By now Mr Purcell had begun to express concerns over his own state of mind, apparently in the throes of a fully fledged nervous breakdown. That weekend he checked himself into Castle Craig, one of Europe's leading rehab clinics, which boasts a team of experts specialising in the treatment of drink and drug addiction. But the troubles continued. It was reported that the following night the council leader had gone missing in the open facility, which is set in 50 secluded acres of rolling landscape of the Scottish Borders. He later returned soaking wet, prompting speculation he may have tried to drown himself in a river.

On Wednesday, Mr Purcell's media adviser Jack Irvine, a former editor of The Sun in Scotland, issued another statement confirming that his client had now left the facility, where it was said he had not been treated for substance abuse. But the story was causing serious difficulties for Labour, which has exerted an iron grip over Clydeside politics for generations. At the end of the week Mr Purcell announced he had withdrawn from public life and was resigning his seat – effectively killing off his political career.

In a tragic coincidence one of the political leader's friends, an 18-year-old council employee called Danus McKinlay, dropped dead in the street outside the city chambers.

Despite pleas and threats to lay off the story, the torrent of claims continued. The most damaging to emerge was that Mr Purcell had admitted to friends that he had taken cocaine, though he had since turned his back on drugs. It also emerged that his lifestyle had come to the attention of detectives investigating one of Scotland's biggest cocaine barons. Officers from the Scottish Crime and Drugs Enforcement Agency held a meeting the previous May with Mr Purcell because of fears he was vulnerable to blackmail, after a dealer claimed to have incriminating mobile phone footage of him.

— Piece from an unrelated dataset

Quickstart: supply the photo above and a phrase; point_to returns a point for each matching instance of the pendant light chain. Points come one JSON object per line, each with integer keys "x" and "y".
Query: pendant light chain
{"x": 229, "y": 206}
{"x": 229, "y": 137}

Political opponents are demanding that Labour put the record straight, and the party's acting leader, Jim Coleman, is under mounting pressure to make a full statement explaining exactly what happened. The SNP's Glasgow East MP, John Mason, has led the attack: "The whole thing stinks. We need answers. In relation to the visit of senior police officers to Mr Purcell, we need to know who are the people suggested as having applied pressure to him in terms of possible blackmail threats. And crucially, has this had any impact on public policy in the city of Glasgow?

"Given the massive budgets managed by the council, there is a clear case for Audit Scotland carrying out a thorough investigation. The people of Glasgow, and Scotland as a whole, deserve to know the full facts."

Mr Purcell was reported to be abroad this weekend, possibly in Australia. Meanwhile, every aspect of his recent past is being scrutinised. Journalists have monitored messages of support posted on his Facebook site by some of his more than 1,000 friends. It was also reported that he had spent last New Year's Eve at Miami's luxurious five-star Fontainebleau hotel, watching a poolside concert by Lady Gaga from the balcony of his suite.

But those close to the one-time high-flyer are coming to terms with the unexpected loss of one of the party's most exciting prospects in decades. Mr Purcell was considered a powerful moderniser, well liked by Tony Blair and Mr Brown, who helped to bring the Commonwealth Games to the city he loved, and who stood firm during a spate of recent damaging battles, clashing bruisingly with the First Minister, Alex Salmond, over the scrapping of a proposed rail link to Glasgow airport.

Supporters claim his decision to come out in 2006 after the breakdown of his five-year marriage to Katrina Murray, a trades union activist, made him unpopular with the macho wing of the party. Some observers have detected "old-fashioned homophobia".

One said he was regarded as "an over-confident and gilded popinjay" who threatened the council's status quo. Others say he was deeply affected by recent problems at work and that he had still not fully come to terms with his sexuality. In the meantime, the city he once led is waiting for his return – and an explanation.